Checked tablecloth, check.
Deli Meat, check.
Milk, chec........whoa !!! Back up a bit, buddy.
Armalite ? Surely Marmite or even Vegemite ? No ?
When we go to Walmart, which is usually once a week, I nearly always take my camera because as regulars will know, I just love taking photos of 'the people of Walmart' and in my local Sebring store, they rarely fail to turn up to entertain and amaze me.
I also rarely venture far from the grocery section or the electrical centre as little else really holds my interest - I like the electrical centre as it has 'things with plugs on the end of them' and I like the grocery section as this is where 'the people' lurk. I'm not sure how much of this is down to them never straying far from the food aisles or the fact that with them on board, the electric carts they use don't have the battery range to get them any further into the store !
But the other day I had more time to spare and so I ventured beyond the enticing boundaries of the electrical centre and found myself in bizarreworld. Well bizarre for a non American that is. Not that many aisles along from the toys section was a counter selling firearms of all shapes and sizes. Now as a seasoned American visitor (legal I might add), this store area was not unknown to me but it still made my camera finger twitch and when I spotted the firearms version of an Argos Catalogue, the finger couldn't stand it any longer.
I'm not sure what impressed me more...the catalogue title or the fact that it was in its 102nd incarnation. I was expecting a foreword by Wyatt Earp or Annie Oakley (better not be sexist here, eh love ?) or even Charlton 'NRA' Heston but of course his guns had finally been taken from him when the rest of his body went the way of his cold, dead hands.
Anyway the Revolutionary musket wouldn't fit into the coffin.
As this non St. James version of The Bible was sitting on a stand (I know what I mean !), I opened it up at random and sneaked another photo while the Walmart employee was attending to a nice teenage couple who were browsing for a sawn off shotgun. Both looked sort of nervous but this was probably due to the close proximity of the slightly bulbous girl's father who was doing most of the talking and given the colour of his face and the definition of the veins in his neck, either drank a lot or had a slight issue with his blood pressure, or both.
I think Sainsburys should sell guns. I can see the LS17 moms in their top of the range SUVs packing heat on the school run. And think of the Nectar Points !!
It all brought back happy memories of my very first visit to these shores in 1989 when I went into my very first gun store in South West Florida. The owner was kind enough to let me handle many of the guns and even produced a case containing his personal .44 Magnum which I can tell you was neither a tasty chocolate coated ice cream or a large bottle of bubbly. Oh no this was a Clint Eastwood special and handling the owner's impressive weapon was something I'll never forget.

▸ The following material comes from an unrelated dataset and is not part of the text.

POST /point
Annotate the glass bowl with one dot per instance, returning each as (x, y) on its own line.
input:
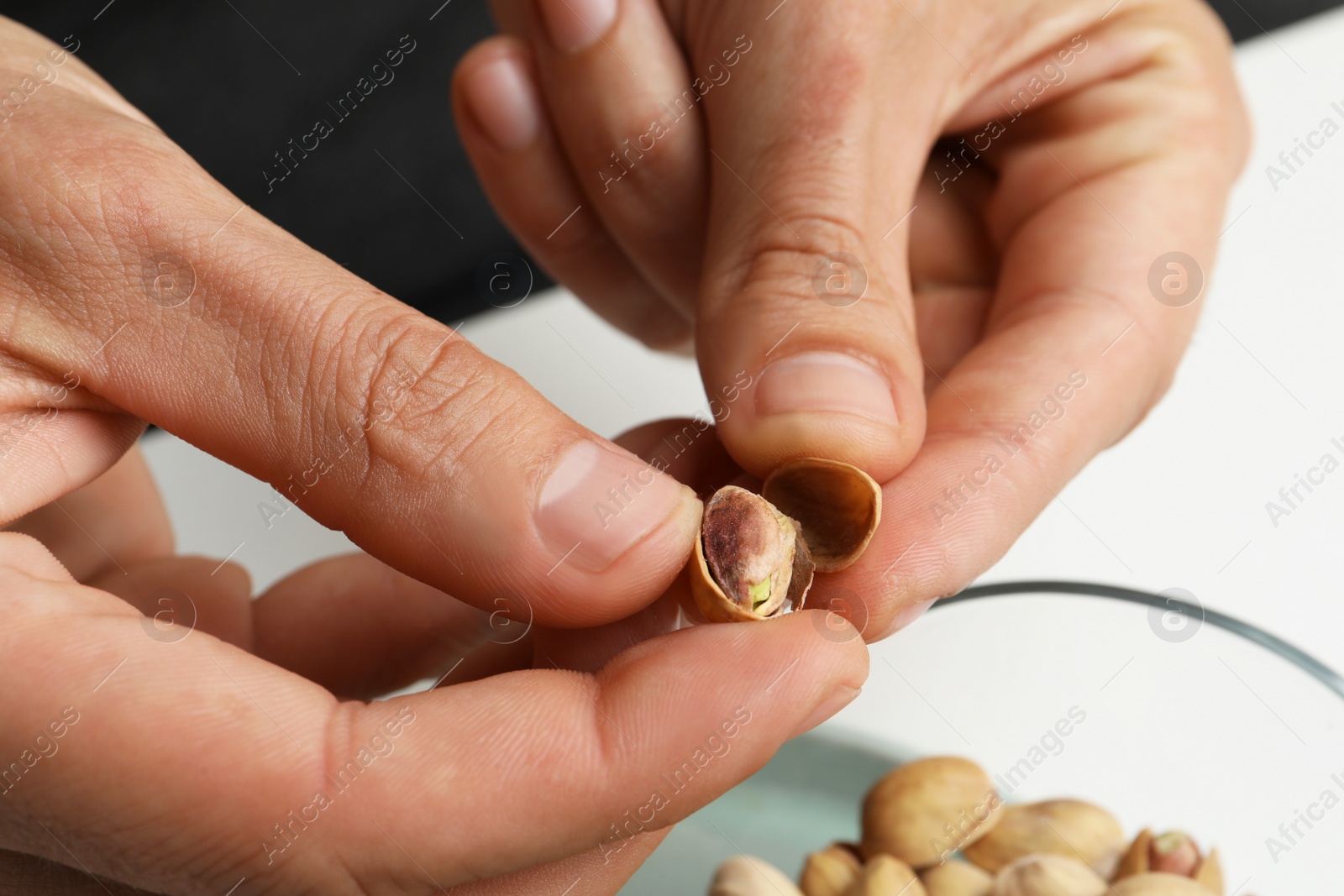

Judging by his demeanour, I don't believe he felt the same way. He's never written !
But enough John Inman smut and back to Walmart. I looked through the catalogue but found nothing I wanted - which wasn't surprising considering it's not my idea of fun to shoot at anything that has a heartbeat. Mind you, I can think of a few people I'd exclude from that general category and it would be quite easy to get them all at once as they are the ones who have been piling onto the 'sexist' Sky Sports bandwagon over the last week.
Oh don't get me started..........
Right, before my blood pressure joins that of the father of the bride, I'll get off.